Since 2005 the State of California has been trying to ban the sale or rental of video games to minors. The law was thrown out in 2007. Again in Feb. 2009, US Court of Appeals for the Ninth Circuit voted no on a law to require limitations on selling violent video games to minors. In the case, Video Software Dealers Association v. Schwarzenegger, the outcome was cited as an invalid content based restriction on freedom of speech.
Now, the California’s Psychiatric and Psychological Association along with State Senator Leland Yee has filed an amicus curiae brief petitioning the court to review the law again, as they submit new materials that explain the purpose behind the law in more detail.

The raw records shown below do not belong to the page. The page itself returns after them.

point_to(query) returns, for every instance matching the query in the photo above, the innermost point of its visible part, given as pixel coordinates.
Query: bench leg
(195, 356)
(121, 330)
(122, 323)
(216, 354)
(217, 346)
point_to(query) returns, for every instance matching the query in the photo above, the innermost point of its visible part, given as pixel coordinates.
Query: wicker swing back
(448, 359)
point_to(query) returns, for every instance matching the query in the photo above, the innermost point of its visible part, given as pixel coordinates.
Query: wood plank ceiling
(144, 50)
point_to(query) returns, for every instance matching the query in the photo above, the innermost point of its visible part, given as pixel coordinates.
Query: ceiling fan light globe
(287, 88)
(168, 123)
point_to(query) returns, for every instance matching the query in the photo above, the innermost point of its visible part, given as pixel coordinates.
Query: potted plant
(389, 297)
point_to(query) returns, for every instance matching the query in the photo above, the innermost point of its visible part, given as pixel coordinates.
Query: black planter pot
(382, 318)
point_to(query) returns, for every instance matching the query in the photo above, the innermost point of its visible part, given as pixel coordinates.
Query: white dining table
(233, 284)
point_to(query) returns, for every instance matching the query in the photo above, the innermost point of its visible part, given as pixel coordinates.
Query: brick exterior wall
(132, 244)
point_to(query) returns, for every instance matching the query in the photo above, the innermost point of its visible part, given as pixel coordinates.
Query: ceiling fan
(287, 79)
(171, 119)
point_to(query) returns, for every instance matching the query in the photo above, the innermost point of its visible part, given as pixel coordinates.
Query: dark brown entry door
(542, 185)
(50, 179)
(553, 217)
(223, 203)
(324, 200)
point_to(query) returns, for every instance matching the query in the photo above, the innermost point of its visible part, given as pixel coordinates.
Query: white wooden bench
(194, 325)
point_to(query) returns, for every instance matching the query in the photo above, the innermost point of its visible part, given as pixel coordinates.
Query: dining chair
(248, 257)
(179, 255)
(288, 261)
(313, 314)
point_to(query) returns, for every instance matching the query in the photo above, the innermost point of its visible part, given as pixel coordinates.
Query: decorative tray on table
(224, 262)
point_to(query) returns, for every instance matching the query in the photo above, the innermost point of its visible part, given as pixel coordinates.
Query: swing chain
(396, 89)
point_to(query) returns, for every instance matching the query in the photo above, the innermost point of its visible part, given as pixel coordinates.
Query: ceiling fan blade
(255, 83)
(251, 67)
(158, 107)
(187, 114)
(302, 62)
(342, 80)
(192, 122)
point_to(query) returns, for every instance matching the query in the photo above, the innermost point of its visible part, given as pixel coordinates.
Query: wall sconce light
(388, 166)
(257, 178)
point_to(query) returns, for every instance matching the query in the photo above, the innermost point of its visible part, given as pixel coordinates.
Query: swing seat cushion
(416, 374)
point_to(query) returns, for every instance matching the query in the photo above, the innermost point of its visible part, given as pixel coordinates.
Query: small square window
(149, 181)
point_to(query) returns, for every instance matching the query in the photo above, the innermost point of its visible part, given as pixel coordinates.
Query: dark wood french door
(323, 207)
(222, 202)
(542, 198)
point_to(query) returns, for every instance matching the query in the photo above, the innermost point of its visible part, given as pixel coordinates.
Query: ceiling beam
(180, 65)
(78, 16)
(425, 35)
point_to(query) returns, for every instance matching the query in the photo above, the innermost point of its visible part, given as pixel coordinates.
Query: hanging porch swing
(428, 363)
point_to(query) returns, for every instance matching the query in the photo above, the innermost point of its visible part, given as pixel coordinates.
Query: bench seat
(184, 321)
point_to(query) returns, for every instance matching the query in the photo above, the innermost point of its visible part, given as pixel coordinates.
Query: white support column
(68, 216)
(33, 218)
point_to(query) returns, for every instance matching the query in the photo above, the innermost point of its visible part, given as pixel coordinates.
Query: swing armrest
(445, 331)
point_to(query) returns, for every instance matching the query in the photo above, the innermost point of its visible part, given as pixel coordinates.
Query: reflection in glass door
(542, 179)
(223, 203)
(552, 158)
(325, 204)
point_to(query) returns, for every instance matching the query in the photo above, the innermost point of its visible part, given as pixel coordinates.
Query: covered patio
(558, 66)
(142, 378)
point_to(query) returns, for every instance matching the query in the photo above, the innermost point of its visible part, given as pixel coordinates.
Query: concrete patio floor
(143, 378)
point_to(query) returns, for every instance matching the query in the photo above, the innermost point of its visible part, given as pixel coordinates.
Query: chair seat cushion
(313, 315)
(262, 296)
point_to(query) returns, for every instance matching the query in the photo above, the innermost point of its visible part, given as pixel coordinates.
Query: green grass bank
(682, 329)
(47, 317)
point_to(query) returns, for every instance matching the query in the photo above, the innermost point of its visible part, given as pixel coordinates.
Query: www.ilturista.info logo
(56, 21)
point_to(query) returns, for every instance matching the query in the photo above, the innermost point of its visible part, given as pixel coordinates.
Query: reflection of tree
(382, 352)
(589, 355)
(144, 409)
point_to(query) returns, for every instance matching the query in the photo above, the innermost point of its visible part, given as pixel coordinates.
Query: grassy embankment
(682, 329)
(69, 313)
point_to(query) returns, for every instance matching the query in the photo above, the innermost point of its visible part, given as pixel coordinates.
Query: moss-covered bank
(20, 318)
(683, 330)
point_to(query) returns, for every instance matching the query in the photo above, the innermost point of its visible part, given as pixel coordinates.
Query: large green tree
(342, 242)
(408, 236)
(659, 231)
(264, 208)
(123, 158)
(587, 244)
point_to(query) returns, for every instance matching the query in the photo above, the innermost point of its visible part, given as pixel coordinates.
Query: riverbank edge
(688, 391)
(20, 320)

The video game industry has filed an amicus brief in return to dispute the brief submitted by Senator Yee.
Here is an excerpt from the document: “Parents can read a book, watch a movie or listen to a CD to discern if it is appropriate for their child. These violent video games, on the other hand, can contain up to 800 hours of footage with the most atrocious content often reserved for the highest levels and can be accessed only by advanced players after hours upon hours of progressive mastery. … Notably, extended play has been observed to depress activity in the frontal cortex of the brain which controls executive thought and function, produces intentionality and the ability to plan sequences of action, and is the seat of self-reflection, discipline and self-control.”